The research advances scientific understanding of how temperature can be used to manipulate fabrication processes involving elastomers, which could open up the soft robotics design space for new or improved applications. One key area of interest is the biomedical industry.

“Surgical robots often benefit from being compliant or soft in nature, because operating inside the human body means you want to minimise the risk of puncture or bruising to tissue or organs,” Preston said.

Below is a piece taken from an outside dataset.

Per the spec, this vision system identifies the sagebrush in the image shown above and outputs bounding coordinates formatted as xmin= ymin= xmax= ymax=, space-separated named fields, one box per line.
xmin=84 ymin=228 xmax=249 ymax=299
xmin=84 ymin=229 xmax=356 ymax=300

“So a lot of the robots that now operate inside the human body are moving to softer architectures and are benefiting from that. Some researchers have also started to look into using soft robotic systems to help reposition patients confined to a bed for long periods of time to try to avoid putting pressure on certain areas.”

“This study provides a framework that could expand the design space for manufacturing with thermally cured elastomers to create complex structures that exhibit high elasticity which can be used to develop medical devices, shock absorbers and soft robots,” Yap said.

Silicone elastomers’ unique properties ⎯ biocompatibility, flexibility, thermal resistance, shock absorption, insulation and more ⎯ will continue to be an asset in a range of industries, and the current research can help expand and improve their use beyond current capabilities.